The iron law of bureaucracy seems like a good excuse for some people (present company excepted) to do nothing. In any case, if you compare schools today to schools decades ago, it's clear that a lot has, in fact, changed over the years. It's important to remember that a lot of decision-making is still local, and much of that happens in small districts. In most of those, we could count the number of bureaucrats with any real role in decision-making on our fingers. Someone who wanted to have a sit-down with any of them could get one within a few days, at most. Someone who wanted to talk to a school board member could probably set something up in the same amount of time. In other words, none of the people in charge are inaccessible.
Of course, one meeting may not do the job. School board meetings happen once every two weeks, and anyone who wants to speak can (for a maximum of three minutes). Have something longer to say? Divide up the material and recruit friends to deliver it.

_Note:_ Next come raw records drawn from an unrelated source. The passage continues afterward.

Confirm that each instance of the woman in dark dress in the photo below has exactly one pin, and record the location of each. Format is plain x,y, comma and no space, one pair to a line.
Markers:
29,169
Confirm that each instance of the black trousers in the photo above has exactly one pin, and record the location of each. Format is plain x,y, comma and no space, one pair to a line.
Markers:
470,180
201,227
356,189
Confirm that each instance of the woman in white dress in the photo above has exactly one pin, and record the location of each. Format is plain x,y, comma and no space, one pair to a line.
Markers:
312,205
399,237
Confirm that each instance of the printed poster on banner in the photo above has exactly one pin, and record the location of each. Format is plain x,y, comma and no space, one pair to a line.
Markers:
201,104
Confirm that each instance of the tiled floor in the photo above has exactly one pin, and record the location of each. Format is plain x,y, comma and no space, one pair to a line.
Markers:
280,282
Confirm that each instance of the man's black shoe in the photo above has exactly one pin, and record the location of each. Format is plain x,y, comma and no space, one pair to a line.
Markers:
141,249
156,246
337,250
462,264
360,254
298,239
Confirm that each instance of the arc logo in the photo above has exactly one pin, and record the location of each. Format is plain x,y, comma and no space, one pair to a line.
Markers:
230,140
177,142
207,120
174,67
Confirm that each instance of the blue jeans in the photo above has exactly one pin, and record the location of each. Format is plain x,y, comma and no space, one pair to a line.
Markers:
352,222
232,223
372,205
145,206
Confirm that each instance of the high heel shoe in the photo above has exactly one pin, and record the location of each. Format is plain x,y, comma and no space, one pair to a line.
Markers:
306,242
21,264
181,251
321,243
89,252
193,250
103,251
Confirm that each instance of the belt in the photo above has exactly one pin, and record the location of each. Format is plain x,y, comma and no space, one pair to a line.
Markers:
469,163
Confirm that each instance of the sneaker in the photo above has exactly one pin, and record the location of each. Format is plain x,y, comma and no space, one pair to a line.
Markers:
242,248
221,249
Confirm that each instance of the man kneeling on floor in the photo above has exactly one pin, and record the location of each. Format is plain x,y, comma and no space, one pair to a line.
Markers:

The key is being willing to persist and having a decent approach. I've known people who generally interacted by insulting people or shouting at them. Shockingly, they didn't get anywhere. But if one is diplomatic and plays the long game, real change is possible. That doesn't mean it always happens--but it can happen.
I was fairly outspoken in the school district where I spent most of my career. (I know, shocker!) But in the beginning, I very seldom got results. (A common joke at the time was, "If you want to kill a proposal, have Bill speak in favor of it at the board meeting."

) However, I kept going, and over the years, I managed to effect at least some change. I reorganized the competitive speaking program and rewrote the curriculum for the revised courses. I successfully advocated changes in the graduation requirements, got teachers more of a role in decision-making, created an interdisciplinary combination of AP US History and AP Language and Composition, improved access to honors and AP classes, successfully advocated for the rolling back of some undesirable contract provisions, advocated successfully for numerous changes in the English curriculum, expanded the use of technology, and many other things. I also headed off a number of undesirable changes.
To be clear, the list of times I failed to effect change was longer. And I was by no means a solo act. I contributed, but a lot of other people did as well. Also, there were teachers, community members, and even students who successfully promoted other changes in which I wasn't involved. The point is, though, that change is possible.
This is especially true in a time in which school boards meetings are televised and/or left for posterity on YouTube, but the direct, personal touch is always best. Congressmen may be able to avoid local town halls, but school board members can't avoid their own public meetings. And there's nothing like a standing-room only crowd to get a politician to refigure the political calculus.
I've seen administrators fall. I've seen school board members defeated for reelection. I've also seen both groups shift position right before my very eyes. As for the iron law of bureaucracy, remember that high carbon levels make iron brittle, and low carbon levels make it bendable. Either way, it can be fractured or bent.
Jaime Escalante had the misfortune to have been fighting a much larger bureaucracy and in having large been a solo act, or at most, a duo. In a smaller district and/or one with parents groups able to become more involved (tough in lower-income areas owing to people needing to work long hours, lack of affordable child care, etc.), the outcome would have been different. Even as it was, he succeeded for a time and benefitted a lot of students in the process.